Balanced search trees and skip lists allow this behaviour, but these work on the principle that the data is stored in some fixed order - there is no way to preserve the order in which the elements were added. They also do not usually provide the ability to access elements by their index in the data structure, which is a key feature of a list.

In this post I'll go through the implementation of an "unsorted" balanced search tree (UnsortedList), which allows the elements to be located, added and removed by index in logarithmic time, but function exactly like an ArrayList. The trick is that the list compares the elements in it on their index in the list itself. The UnsortedList extends the SortedList class I wrote for a previous post, which provides a relatively efficient implementation of an AVL tree that allows elements to quickly found by their index. I had to make a few tweaks to that code so that the required inner class and methods are exposed to overriding classes; the latest version, together with all the source code described in this blog is available here: data structures source.

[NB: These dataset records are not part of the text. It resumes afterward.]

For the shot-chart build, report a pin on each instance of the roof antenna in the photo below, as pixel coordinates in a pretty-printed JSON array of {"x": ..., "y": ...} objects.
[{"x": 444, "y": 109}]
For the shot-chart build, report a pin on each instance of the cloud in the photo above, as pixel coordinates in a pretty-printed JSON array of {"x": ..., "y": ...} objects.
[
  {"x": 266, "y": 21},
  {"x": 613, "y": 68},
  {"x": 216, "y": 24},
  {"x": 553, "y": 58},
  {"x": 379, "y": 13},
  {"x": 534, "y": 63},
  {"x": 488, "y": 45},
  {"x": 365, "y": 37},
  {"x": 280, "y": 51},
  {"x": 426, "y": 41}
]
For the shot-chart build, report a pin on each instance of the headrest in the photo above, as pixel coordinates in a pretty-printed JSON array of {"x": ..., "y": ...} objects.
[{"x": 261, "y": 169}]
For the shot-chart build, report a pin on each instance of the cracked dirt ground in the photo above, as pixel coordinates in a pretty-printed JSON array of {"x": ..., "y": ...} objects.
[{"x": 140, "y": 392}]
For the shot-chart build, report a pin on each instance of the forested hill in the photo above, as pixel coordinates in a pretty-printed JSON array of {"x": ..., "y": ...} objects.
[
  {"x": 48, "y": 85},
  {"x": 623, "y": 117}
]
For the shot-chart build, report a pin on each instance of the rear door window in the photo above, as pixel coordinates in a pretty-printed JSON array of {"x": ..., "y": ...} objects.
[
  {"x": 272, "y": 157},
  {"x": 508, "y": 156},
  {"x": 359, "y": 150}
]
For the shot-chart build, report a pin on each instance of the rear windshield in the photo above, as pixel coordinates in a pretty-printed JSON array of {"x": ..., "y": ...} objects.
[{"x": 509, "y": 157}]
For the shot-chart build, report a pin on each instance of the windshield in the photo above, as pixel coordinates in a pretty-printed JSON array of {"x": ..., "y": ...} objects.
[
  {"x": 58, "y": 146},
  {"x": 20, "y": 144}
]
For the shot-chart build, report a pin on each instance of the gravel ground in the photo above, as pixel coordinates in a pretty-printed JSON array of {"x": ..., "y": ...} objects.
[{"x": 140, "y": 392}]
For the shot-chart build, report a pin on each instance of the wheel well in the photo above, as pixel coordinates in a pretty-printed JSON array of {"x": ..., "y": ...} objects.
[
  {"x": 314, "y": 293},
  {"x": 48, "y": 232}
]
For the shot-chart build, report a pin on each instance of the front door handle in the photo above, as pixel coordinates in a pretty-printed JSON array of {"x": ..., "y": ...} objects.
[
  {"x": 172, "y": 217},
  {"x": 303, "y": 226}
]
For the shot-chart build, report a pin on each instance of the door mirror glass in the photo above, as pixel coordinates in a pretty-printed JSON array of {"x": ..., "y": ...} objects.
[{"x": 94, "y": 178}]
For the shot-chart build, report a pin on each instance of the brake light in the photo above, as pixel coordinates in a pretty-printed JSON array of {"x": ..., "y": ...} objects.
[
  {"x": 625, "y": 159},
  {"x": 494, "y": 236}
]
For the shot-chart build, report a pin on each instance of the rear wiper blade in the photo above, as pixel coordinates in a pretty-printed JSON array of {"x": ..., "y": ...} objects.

The signature of the UnsortedList class and it's constructor are a bit odd and look like this:

public class UnsortedList<T> extends SortedList<T> {

    //a dummy comparator which works on any object and simply returns 0..
   private static Comparator<Object> DUMMY_COMPARATOR = new Comparator<Object>(){
        @Override
        public int compare(Object a, Object b){
            return 0;
       }
    };

    public UnsortedList(){
        super(DUMMY_COMPARATOR);
    }
    ...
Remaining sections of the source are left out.